Hace casi trece años pero parece que fue ayer cuando en una madrugada del año 2000 Televisa hacía una cobertura errante de los Olímpicos de Sidney, vacilando entre tenis de mesa y preliminares de gimnasia, su servidor afecto al insomnio desde hace bastante tiempo, estaba considerando apagar la TV e intentar dormir cuando de pronto la transmisión se fue a la arena donde se llevaba a cabo el levantamiento de pesas femenil para los 58 kilogramos, se decía que una mexicana de nombre Soraya Jiménez estaba con posibilidades de colgarse una medalla. Pepe Segarra tomó las riendas del relato y trataba con su mejor esfuerzo de explicarnos las chances de Soraya, términos como Envión y algunos otros empezaban a tomar sentido.
Apenas trataba de entender lo que estaba pasando cuando la mejor levantadora del mundo la norcoreana Ri Song Hui cometió un foul que la dejaba sin poder intentar levantar su máximo, lo que dejaba a la mexicana con la posibilidad de hacerse del oro levantando un peso que ya había logrado levantar en competencias recientes.
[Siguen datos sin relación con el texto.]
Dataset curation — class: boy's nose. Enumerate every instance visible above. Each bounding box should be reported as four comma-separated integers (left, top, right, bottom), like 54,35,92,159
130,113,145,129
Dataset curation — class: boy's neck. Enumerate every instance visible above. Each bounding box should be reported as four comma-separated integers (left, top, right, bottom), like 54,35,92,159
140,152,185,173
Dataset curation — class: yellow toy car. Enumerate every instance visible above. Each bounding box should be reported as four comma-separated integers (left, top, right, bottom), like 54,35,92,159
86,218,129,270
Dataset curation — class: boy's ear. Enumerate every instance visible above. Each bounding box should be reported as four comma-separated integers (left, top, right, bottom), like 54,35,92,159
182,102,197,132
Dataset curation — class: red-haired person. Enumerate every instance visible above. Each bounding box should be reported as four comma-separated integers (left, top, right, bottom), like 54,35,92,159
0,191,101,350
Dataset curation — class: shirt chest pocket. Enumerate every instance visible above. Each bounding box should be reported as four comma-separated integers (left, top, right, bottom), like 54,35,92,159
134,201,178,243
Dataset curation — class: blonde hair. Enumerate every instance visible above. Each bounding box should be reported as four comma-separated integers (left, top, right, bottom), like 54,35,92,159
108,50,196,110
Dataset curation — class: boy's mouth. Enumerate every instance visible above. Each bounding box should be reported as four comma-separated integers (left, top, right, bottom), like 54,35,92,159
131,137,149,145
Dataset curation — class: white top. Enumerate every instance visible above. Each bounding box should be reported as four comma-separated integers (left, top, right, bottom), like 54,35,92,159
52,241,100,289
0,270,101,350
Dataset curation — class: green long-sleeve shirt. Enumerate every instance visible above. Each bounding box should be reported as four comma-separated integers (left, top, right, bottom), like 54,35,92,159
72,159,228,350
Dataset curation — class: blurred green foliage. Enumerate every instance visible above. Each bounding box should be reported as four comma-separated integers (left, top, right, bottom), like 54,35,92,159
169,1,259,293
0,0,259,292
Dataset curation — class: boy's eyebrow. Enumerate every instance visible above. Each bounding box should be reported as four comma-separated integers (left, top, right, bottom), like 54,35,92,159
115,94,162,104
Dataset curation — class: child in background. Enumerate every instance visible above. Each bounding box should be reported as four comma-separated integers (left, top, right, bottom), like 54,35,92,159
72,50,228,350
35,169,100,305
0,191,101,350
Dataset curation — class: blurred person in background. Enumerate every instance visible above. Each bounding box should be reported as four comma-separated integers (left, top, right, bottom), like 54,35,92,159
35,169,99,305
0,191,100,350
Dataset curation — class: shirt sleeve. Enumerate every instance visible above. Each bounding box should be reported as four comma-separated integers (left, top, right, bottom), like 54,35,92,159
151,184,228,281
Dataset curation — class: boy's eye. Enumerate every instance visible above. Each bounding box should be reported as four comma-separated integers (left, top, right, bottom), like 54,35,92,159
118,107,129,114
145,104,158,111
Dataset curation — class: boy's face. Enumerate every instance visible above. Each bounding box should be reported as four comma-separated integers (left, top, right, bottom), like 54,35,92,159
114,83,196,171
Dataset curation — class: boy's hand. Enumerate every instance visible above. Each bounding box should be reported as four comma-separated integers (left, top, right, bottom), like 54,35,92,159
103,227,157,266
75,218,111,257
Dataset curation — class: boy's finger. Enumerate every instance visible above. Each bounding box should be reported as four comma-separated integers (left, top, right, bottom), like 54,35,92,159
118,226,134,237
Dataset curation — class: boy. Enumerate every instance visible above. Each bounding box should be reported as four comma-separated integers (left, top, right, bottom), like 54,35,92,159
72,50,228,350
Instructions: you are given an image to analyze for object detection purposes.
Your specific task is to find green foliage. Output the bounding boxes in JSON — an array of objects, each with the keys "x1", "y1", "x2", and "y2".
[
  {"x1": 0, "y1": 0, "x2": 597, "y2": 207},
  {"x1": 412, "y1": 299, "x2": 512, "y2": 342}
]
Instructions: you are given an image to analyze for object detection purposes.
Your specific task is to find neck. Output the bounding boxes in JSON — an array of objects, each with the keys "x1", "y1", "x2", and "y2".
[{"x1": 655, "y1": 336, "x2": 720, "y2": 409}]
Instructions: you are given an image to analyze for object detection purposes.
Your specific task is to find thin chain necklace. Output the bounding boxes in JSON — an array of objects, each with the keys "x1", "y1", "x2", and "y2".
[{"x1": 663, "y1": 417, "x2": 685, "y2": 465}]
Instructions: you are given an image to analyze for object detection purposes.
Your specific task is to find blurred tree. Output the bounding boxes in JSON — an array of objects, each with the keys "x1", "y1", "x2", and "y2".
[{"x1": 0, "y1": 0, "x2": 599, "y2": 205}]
Y así fue, Soraya lo logró, de la nada y por ahí de las 3:30 de la madrugada todo México despertó, por fin una mujer había conquistado el máximo logro olímpico, hasta nuestro presidente se despertó para el tradicional enlace telefónico.
Con eso me quedo yo de Soraya Jiménez, su cara inocente cantando el himno nacional en lo más alto del podio, sus brincos cuando la chicharra le avisó que su intento era bueno y tenía el oro, el abrazo tan sincero en el que se fundieron ella y su entrenador búlgaro. Hoy ella ya no está, imposible medir que tan culpable fue esa medalla dorada de sus desgracias, sólo su entorno sabrá qué pasó realmente con ella. Descanse en paz.